Pünktlich zur Dämmerung, die Zeremonienmeister Detlev Hanke für 20.45 Uhr angekündigt hatte, erschallte ein Chor tibetanischer Mönche über die Köpfe der etwa 200 Besucher hinweg. Dann senkten sich vier überdimensionale Bahnen aus Stahlwolle vor den klassizistischen Säulen des Gebäudes in die brennenden Schalen zu Füßen derselben, um sich dort zu entzünden und langsam über fünf, sechs Meter bis nach oben durchzuglühen. Ein archaischer Feuerkult, ganz im Sinne des olympischen Jahres. Ort: Das Medienhaus in der Schwachhauser Heerstraße. Anlaß: Die 30. Ausstellungseröffnung in diesem eher für kommerzielles Marketing als für hohe Kunst bekannten Haus. Das zahlreich anwesende Publikum – von den Würdenträgern des Otto-Versandes (wichtiger Agenturkunde!) bis zu den Angestellten und Freunden – quittierte die Vorstellung mit Applaus, während ein Kameramann von Sat.1 mit seinem Objektiv dicht an der gezähmten Pyrotechnik bewies, wie gefährlich investigativer Journalismus in Sachen Kunst doch sein kann.

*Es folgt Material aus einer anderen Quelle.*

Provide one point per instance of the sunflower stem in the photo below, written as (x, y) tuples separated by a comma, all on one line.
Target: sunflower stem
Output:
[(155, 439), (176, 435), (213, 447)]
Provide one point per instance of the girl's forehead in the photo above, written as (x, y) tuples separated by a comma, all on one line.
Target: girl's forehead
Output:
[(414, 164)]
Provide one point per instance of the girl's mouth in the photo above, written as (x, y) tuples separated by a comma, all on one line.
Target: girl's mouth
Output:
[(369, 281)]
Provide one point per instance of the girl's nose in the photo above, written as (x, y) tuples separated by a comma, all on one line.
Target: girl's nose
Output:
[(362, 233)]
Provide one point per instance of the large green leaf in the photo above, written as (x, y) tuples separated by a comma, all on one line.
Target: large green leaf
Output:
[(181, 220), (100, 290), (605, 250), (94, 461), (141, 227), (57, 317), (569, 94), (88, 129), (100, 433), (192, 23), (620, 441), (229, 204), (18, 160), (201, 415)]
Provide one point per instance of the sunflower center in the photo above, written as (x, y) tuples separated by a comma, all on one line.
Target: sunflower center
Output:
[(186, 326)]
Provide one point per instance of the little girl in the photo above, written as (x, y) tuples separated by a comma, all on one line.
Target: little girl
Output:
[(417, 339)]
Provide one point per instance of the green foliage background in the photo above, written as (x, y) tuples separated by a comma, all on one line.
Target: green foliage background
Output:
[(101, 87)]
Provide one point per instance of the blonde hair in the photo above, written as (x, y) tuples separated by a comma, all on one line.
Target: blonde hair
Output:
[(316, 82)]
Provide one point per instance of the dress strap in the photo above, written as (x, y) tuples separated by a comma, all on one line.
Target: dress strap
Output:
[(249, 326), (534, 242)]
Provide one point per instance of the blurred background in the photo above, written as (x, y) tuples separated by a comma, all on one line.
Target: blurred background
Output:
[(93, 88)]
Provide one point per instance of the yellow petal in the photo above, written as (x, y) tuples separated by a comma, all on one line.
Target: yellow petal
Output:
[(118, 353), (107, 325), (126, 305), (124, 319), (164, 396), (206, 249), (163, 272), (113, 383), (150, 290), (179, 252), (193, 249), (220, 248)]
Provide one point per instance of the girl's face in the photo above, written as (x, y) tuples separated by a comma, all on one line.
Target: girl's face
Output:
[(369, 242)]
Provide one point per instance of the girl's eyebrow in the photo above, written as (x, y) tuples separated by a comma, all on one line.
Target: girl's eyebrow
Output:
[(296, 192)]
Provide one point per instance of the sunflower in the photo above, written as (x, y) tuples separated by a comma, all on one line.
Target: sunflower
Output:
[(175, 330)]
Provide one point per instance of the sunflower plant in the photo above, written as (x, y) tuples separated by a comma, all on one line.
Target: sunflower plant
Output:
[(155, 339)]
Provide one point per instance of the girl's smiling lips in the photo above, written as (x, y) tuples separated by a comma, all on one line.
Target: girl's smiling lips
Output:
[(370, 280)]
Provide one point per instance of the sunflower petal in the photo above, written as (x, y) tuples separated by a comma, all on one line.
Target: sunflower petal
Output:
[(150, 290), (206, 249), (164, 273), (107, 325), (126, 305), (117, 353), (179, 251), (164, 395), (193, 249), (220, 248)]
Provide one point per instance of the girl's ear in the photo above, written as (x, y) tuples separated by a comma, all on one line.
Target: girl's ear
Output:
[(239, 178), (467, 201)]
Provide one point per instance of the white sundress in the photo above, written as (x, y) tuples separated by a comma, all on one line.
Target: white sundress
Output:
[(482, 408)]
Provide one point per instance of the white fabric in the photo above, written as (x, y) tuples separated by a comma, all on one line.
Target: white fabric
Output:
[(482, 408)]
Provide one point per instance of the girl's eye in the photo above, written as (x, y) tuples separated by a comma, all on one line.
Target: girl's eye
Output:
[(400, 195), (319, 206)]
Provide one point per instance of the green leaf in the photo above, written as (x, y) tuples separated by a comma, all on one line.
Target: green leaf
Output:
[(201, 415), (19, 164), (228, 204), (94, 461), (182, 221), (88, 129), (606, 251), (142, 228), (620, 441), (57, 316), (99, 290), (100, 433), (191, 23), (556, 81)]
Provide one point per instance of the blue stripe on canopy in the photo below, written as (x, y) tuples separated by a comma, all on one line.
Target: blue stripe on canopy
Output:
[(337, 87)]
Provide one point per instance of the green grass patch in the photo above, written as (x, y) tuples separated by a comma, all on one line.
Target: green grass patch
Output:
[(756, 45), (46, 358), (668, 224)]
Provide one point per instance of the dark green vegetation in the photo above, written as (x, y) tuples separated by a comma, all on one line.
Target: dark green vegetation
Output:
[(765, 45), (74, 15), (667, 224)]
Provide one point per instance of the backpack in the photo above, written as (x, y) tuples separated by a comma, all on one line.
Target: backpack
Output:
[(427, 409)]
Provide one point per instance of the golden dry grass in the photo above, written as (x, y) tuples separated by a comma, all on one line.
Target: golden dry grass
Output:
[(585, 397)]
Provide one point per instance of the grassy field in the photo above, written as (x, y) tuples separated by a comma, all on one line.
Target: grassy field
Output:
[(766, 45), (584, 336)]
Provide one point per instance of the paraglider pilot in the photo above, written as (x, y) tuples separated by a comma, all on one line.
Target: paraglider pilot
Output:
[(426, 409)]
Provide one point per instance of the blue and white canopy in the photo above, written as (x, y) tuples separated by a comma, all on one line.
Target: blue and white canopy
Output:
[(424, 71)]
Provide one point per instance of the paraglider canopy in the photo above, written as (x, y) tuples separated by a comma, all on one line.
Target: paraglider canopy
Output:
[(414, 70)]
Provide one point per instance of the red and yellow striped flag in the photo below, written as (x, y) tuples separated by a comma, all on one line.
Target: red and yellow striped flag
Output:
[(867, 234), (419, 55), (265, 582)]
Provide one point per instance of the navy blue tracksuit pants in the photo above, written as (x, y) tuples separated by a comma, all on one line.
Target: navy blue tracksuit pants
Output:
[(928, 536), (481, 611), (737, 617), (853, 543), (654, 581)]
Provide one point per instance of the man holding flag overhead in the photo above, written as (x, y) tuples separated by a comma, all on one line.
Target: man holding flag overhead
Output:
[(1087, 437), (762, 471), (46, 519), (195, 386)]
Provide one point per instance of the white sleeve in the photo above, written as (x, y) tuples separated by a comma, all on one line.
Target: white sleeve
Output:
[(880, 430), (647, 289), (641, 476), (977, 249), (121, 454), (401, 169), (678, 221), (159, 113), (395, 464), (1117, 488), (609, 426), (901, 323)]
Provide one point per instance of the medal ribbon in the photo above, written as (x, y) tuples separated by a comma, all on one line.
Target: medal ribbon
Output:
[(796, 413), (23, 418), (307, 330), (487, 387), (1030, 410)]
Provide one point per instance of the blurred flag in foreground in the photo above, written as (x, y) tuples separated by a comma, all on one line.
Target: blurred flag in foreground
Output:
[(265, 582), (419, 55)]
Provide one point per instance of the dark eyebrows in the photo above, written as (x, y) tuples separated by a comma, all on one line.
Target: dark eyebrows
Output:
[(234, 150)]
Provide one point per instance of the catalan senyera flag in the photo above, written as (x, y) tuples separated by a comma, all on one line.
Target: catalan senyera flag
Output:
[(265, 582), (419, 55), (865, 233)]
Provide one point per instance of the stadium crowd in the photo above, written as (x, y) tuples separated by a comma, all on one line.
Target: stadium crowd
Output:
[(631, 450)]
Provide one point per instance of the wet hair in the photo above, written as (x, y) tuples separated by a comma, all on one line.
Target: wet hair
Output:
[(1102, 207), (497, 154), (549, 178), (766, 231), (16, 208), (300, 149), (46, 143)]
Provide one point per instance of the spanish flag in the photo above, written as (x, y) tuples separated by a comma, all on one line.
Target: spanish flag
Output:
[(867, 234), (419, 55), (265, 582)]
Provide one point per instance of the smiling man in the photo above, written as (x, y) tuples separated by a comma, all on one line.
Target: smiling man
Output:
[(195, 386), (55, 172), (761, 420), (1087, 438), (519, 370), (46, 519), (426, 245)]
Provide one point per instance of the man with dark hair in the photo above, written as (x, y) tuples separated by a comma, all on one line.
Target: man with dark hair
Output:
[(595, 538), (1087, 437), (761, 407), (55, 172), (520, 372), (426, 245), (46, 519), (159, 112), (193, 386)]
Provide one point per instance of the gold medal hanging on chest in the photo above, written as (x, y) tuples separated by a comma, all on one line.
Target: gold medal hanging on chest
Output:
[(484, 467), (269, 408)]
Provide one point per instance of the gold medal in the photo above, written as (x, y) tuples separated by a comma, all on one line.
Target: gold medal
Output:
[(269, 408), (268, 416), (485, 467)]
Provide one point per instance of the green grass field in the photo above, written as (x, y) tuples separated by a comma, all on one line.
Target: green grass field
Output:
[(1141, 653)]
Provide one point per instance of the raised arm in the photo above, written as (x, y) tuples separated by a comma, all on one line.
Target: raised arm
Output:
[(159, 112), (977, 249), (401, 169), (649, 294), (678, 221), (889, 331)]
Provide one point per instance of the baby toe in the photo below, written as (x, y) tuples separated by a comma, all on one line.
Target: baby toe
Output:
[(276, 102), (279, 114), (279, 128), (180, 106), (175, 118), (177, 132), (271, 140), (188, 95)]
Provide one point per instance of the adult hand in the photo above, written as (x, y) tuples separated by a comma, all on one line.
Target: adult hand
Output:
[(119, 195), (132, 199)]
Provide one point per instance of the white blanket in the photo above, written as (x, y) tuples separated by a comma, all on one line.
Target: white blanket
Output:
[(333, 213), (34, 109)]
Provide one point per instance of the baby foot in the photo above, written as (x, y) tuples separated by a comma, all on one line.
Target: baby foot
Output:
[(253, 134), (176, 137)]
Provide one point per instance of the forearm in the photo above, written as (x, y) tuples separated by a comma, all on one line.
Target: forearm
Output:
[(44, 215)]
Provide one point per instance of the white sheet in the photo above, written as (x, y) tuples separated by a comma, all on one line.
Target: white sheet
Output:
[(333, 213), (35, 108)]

Der Anblick des funkensprühenden Stahls in unserer diesbezüglich doch arg gebeutelten Stadt freilich war's auch wert, gefeiert zu werden. Hatte der heimische Künstler Piet Schnabel damit doch einmal mehr bewiesen, daß er mit solch pyrotechnischen Gesellenstücken inzwischen zu den Hoffnungsträgern der heimischen Kunstszene zählt. Denn mag er selber auch noch so wenig an Olympia und die Werftenkrise gedacht haben: Seine Intuition funktioniert, weil er sich wie ein Analytiker mit frei flottierender Aufmerksamkeit den Zeitströmungen hingibt. So etwa, wenn er augenzwinkernd die Salonfähigkeit des Konservativismus thematisiert, indem er hoch über der Bar des Medienhauses eine waagerecht rotierende, von unten mit Wolken bemalte, von oben mit modelleisenbahnhaften Bäumen bepflanzte Scheibe aufhängt. Titel: „Die Erde ist doch eine Scheibe“.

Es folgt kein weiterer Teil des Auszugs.